At the beginning of 2024, companies must start filing their initial beneficial ownership information report with FinCEN for their businesses. The rule also mentions that any and all domestic and foreign reporting companies, whether created or registered on or after January 1, 2024, will have a 30-day timeline to file their initial report from the date of receiving the notice of their creation or registration. While all domestic and foreign reporting companies created or registered before January 1, 2024, must file their initial report by January 1, 2025.

The CTA is also expected to have a significant impact on the financial industry. Financial institutions will now be required to verify the beneficial ownership information of their customers, which will increase their compliance costs.

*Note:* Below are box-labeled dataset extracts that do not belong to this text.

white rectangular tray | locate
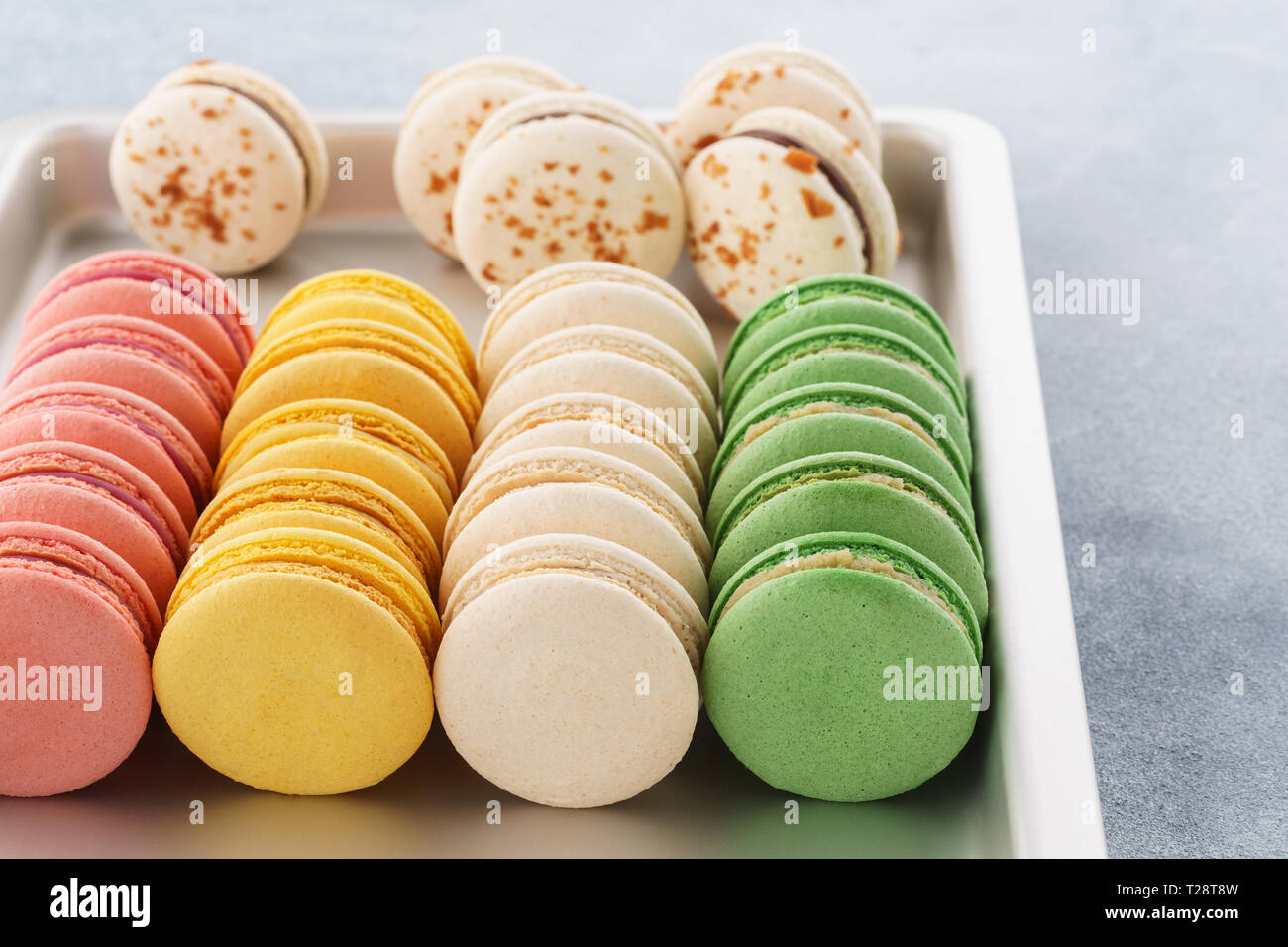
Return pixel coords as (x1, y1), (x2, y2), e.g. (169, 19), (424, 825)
(0, 108), (1104, 857)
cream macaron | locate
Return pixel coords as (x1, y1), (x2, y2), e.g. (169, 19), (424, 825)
(452, 91), (684, 291)
(684, 108), (899, 320)
(439, 447), (712, 614)
(666, 44), (881, 170)
(463, 391), (707, 514)
(108, 61), (329, 274)
(394, 55), (574, 259)
(434, 535), (705, 808)
(478, 261), (720, 398)
(474, 325), (718, 472)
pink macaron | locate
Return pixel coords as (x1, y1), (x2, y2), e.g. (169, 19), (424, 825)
(0, 381), (214, 531)
(7, 316), (233, 463)
(0, 441), (188, 609)
(0, 522), (161, 796)
(18, 250), (255, 384)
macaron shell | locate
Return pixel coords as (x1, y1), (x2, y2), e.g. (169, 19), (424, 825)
(474, 349), (716, 472)
(158, 59), (329, 219)
(18, 277), (244, 384)
(27, 248), (255, 355)
(725, 351), (974, 467)
(452, 110), (686, 290)
(707, 414), (974, 532)
(193, 502), (430, 592)
(108, 85), (306, 274)
(0, 381), (213, 510)
(0, 567), (152, 796)
(711, 479), (988, 627)
(666, 47), (881, 168)
(438, 483), (711, 614)
(224, 434), (447, 548)
(274, 269), (476, 382)
(223, 349), (473, 478)
(434, 575), (699, 808)
(725, 296), (961, 388)
(393, 60), (571, 261)
(703, 569), (978, 801)
(0, 406), (197, 532)
(684, 137), (868, 320)
(5, 332), (220, 463)
(480, 270), (718, 397)
(259, 290), (458, 361)
(154, 573), (434, 795)
(465, 420), (702, 517)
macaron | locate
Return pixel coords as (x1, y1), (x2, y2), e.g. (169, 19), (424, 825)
(452, 91), (686, 291)
(192, 468), (442, 588)
(707, 384), (974, 532)
(7, 316), (232, 463)
(434, 536), (704, 808)
(0, 381), (211, 530)
(474, 326), (718, 471)
(666, 43), (881, 170)
(480, 261), (720, 398)
(215, 398), (456, 506)
(684, 108), (899, 320)
(152, 528), (437, 795)
(463, 393), (705, 515)
(215, 425), (447, 545)
(223, 320), (480, 475)
(438, 447), (711, 613)
(724, 273), (961, 388)
(703, 532), (982, 801)
(393, 55), (574, 259)
(261, 269), (476, 382)
(108, 60), (330, 274)
(724, 325), (974, 468)
(18, 250), (255, 384)
(0, 441), (188, 608)
(711, 451), (988, 626)
(0, 522), (161, 796)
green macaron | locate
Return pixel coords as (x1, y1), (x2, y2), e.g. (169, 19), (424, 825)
(724, 326), (974, 468)
(703, 532), (987, 801)
(709, 451), (988, 626)
(707, 382), (974, 532)
(724, 296), (961, 394)
(724, 273), (957, 385)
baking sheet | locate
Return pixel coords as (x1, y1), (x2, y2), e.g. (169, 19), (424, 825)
(0, 108), (1105, 857)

However, increased transparency is expected to reduce the risk of money laundering and other illegal activities, which will benefit the financial industry in the long run. The CTA has been widely praised by anti-corruption and anti-money laundering advocates. However, some critics have raised concerns about the potential for the information collected by FinCEN to be leaked or hacked. There are also concerns about the burden that the increased compliance costs will place on small businesses.

Despite these concerns, the CTA is a significant step forward in the fight against anonymous shell companies and illegal activities such as money laundering and terrorism financing. The increased transparency will make it much more difficult for criminals to hide their activities and help ensure that corporations are held accountable for their actions.